Gekämpft wurde nach festen Regeln in unterschiedlichen Kombinationen, stets unter der Aufsicht des lanista, dem “Manager”, Besitzer und Trainer der Gladiatoren. Besonders beliebt war die Paarung Murmillo gegen Thraex oder Retiarius – mit Netz und Dreizack – gegen den schwer gepanzerten Secutor. Dank archäologischer Funde genauso wie durch schriftliche und bildliche Quellen kann die Ausstattung und das Aussehen dieser Gladiatorentypen rekosntruiert werden: 

© Thomas Mauerhofer

Murmillo: Der murmillo war ein schwer bewaffneter Gladiator, dessen Name sich von einem Seefisch („murma“) ableitet. Charakteristisch war seine Ausrüstung: ein Kurzschwert (gladius), ein großer rechteckiger Schild (scutum), ein Helm mit Visiergitter, hohem Kamm und Federschmuck, sowie ein Armschutz (manica) und eine Beinschiene (ocrea). Besonders bekannt ist das wabenartig durchbrochene Visiergitter seines Helms. Die Konfrontation mit dem thraex gehörte zu den beliebtesten Gladiatorenkämpfen.

© Thomas Mauerhofer (Römerstadt Carnuntum)
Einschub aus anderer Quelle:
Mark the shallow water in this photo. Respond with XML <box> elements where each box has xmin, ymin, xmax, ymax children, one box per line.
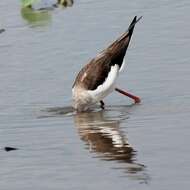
<box><xmin>0</xmin><ymin>0</ymin><xmax>190</xmax><ymax>190</ymax></box>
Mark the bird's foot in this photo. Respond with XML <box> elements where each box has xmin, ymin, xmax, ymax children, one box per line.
<box><xmin>100</xmin><ymin>100</ymin><xmax>105</xmax><ymax>110</ymax></box>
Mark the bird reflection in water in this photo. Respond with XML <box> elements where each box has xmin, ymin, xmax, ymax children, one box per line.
<box><xmin>74</xmin><ymin>111</ymin><xmax>149</xmax><ymax>183</ymax></box>
<box><xmin>21</xmin><ymin>0</ymin><xmax>74</xmax><ymax>26</ymax></box>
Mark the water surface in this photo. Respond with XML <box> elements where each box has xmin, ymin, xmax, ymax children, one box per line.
<box><xmin>0</xmin><ymin>0</ymin><xmax>190</xmax><ymax>190</ymax></box>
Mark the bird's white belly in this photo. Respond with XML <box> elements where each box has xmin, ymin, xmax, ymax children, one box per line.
<box><xmin>88</xmin><ymin>65</ymin><xmax>119</xmax><ymax>102</ymax></box>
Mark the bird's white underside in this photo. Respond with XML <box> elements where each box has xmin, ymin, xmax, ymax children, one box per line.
<box><xmin>88</xmin><ymin>65</ymin><xmax>119</xmax><ymax>102</ymax></box>
<box><xmin>72</xmin><ymin>64</ymin><xmax>119</xmax><ymax>111</ymax></box>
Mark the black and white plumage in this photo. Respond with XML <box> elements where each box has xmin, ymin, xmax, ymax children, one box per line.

Thraex: Der thraex („Thraker“) gehörte zu den leichter bewaffneten Gladiatorentypen und war für seine wendige Kampftechnik bekannt. Er trug einen Lendenschurz (subligaculum) mit Gürtel, eine Armschiene (manica) am rechten Arm sowie eine hohe Beinschiene (ocrea) am linken Bein. Auffällig war sein großer Helm mit ausgeprägtem Visier und hohem, geschwungenem Federkamm. Bewaffnet war der thraex mit einer kurzen, gebogenen Klinge – der sica –, mit der er gezielt hinter den Schild seines Gegners stoßen konnte. 

© Maisblau

Retiarius: Der retiarius war ein leicht bewaffneter Gladiator, dessen Ausrüstung stark an das Fischereihandwerk erinnerte. Bewaffnet mit einem fuscina (Dreizack), einem rete (Wurfnetz) und einem pugio (Kurzschwert), war er auf Schnelligkeit und Beweglichkeit angewiesen. Der Dreizack diente nicht nur zur Distanzkontrolle, sondern konnte auch tödliche Verletzungen verursachen. Der retiarius trug in der Regel keinen Helm, dafür aber einen Armschutz und gelegentlich einen Schulterpanzer (galerus).

© (c) Maisblau

Secutor: Der secutor („Verfolger“) war ein schwer gerüsteter Gegner des retiarius. Wie der retiarius trug er einen Lendenschurz (subligaculum) und einen breiten Gürtel, doch im Unterschied zu seinem leichten Gegner war sein rechter Arm mit einer Armschiene geschützt. Um sich gegen Angriffe mit dem Dreizack zu verteidigen, trug er an seinem linken Bein eine ocrea (Beinschiene). Ausgestattet war der secutor zudem mit einem gebogenen rechteckigen Schild (scutum) und einem Kurzschwert (gladius). Sein markantestes Kennzeichen jedoch war der glatte, eng anliegende Helm mit kleinen Augenlöchern, der speziell dafür entworfen war, sich nicht im Netz des retiarius zu verfangen – und ihn auf den ersten Blick als secutor erkennen ließ.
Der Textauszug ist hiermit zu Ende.